Past SAFARI Live Seminars: https://safari.ethz.ch/safari-seminar-series/
Title: PyGim: An Efficient Graph Neural Network Library for Real Processing-In-Memory Architecture
Speaker: Christina Giannoula, University of Toronto & incoming faculty at MPI-SWS
https://people.mpi-sws.org/~cgiannoula
Talk Details: https://safari.ethz.ch/safari-live-seminar-christina-giannoula-sept-23-2025/
Slides (pdf): https://safari.ethz.ch/wp-content/uploads/PyGIM_SAFARI_Live_Seminar_Sept2025_Clean.pdf
Abstract:
Graph Neural Networks (GNNs) are emerging ML models to analyze graph-structure data. Graph Neural Network (GNN) execution involves both compute-intensive and memory-intensive kernels, the latter dominates the total time, being significantly bottlenecked by data movement between memory and processors. Processing-In-Memory (PIM) systems can alleviate this data movement bottleneck by placing simple processors near or inside to memory arrays. In this talk, we will introduce PyGim, an efficient ML library that accelerates GNNs on real PIM systems. We propose intelligent parallelization techniques for memory-intensive kernels of GNNs tailored for real PIM systems, and develop handy Python API for them. We provide hybrid GNN execution, in which the compute-intensive and memory-intensive kernels are executed in processor-centric and memory-centric computing systems, respectively. We present an extensive evaluation of PyGim on a real-world PIM system with 1992 PIM cores using emerging GNN models, and we will demonstrate that it outperforms its state-of-the-art CPU counterpart on Intel Xeon by on average 3.04x, and achieves higher resource utilization than CPU and GPU systems. PyGim is open source at https://github.com/CMU-SAFARI/PyGim.

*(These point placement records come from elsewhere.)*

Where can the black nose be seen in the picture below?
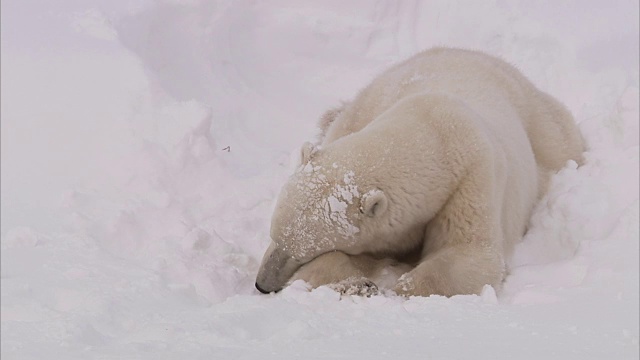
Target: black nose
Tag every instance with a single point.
(261, 289)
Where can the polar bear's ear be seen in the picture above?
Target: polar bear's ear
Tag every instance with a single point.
(373, 203)
(305, 152)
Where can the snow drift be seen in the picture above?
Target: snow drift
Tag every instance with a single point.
(143, 145)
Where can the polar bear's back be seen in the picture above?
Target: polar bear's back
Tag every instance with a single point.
(507, 102)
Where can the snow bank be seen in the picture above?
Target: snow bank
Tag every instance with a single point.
(143, 145)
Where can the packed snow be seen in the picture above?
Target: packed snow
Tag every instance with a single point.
(144, 144)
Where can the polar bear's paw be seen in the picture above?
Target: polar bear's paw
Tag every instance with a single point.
(360, 286)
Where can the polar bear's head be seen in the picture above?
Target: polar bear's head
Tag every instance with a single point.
(325, 206)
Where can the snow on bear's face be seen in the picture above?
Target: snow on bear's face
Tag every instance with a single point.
(322, 208)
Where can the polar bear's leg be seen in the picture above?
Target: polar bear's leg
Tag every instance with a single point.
(450, 271)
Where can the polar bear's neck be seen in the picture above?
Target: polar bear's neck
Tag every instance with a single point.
(413, 152)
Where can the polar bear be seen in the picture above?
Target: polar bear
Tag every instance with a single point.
(424, 182)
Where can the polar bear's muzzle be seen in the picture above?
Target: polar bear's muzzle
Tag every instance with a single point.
(276, 269)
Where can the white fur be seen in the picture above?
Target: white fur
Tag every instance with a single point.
(431, 172)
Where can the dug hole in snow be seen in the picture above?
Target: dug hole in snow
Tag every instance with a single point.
(144, 144)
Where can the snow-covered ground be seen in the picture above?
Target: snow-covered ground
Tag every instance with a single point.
(143, 144)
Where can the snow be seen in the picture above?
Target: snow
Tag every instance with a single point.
(144, 144)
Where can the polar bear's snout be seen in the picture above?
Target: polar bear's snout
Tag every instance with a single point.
(276, 269)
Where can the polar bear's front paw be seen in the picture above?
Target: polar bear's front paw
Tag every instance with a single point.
(356, 286)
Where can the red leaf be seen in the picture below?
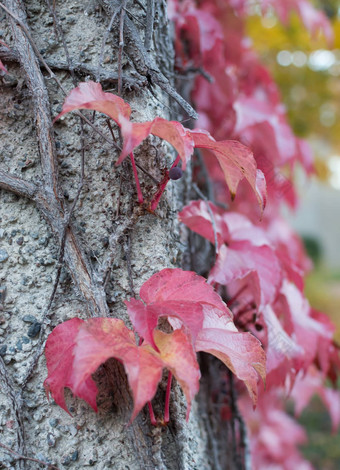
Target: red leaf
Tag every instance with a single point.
(310, 384)
(236, 160)
(197, 217)
(171, 131)
(103, 338)
(59, 359)
(175, 293)
(90, 95)
(178, 355)
(2, 67)
(241, 259)
(75, 350)
(202, 311)
(240, 352)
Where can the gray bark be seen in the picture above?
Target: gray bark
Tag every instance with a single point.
(40, 168)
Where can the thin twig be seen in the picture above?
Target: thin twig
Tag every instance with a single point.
(15, 398)
(150, 15)
(213, 222)
(130, 82)
(114, 240)
(142, 61)
(106, 35)
(128, 264)
(121, 46)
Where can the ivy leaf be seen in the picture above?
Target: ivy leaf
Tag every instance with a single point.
(75, 349)
(90, 95)
(237, 162)
(59, 360)
(186, 299)
(240, 352)
(2, 67)
(175, 293)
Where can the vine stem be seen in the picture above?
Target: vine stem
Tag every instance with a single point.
(152, 414)
(167, 399)
(139, 191)
(162, 186)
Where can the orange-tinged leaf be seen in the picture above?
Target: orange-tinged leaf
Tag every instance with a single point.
(241, 353)
(75, 349)
(175, 293)
(177, 354)
(90, 95)
(237, 162)
(103, 338)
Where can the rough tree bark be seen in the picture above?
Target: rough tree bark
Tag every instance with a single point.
(74, 242)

Bio: Christina Giannoula is an incoming Tenure-Track Faculty at the Max Planck Institute for Software Systems (MPI-SWS), where she will lead the SPIN research group. She is currently a Postdoctoral Researcher with the University of Toronto and received her Ph.D. degree from the School of Electrical and Computer Engineering, National Technical University of Athens, advised by Prof. Georgios Goumas, Prof. Nectarios Koziris, and Prof. Onur Mutlu. Christina is also an affiliated senior researcher at the SAFARI research group at ETH Zurich. Her research interests include the intersection of computer architecture, computer systems, and high-performance computing. Specifically, her research focuses on the hardware/software co-design of emerging applications, including graph processing, pointer-chasing data structures, machine learning workloads, and sparse linear algebra, with modern computing paradigms, such as large-scale multicore systems, disaggregated memory systems, and near-data processing architectures. She has several publications and awards for her research on the aforementioned topics.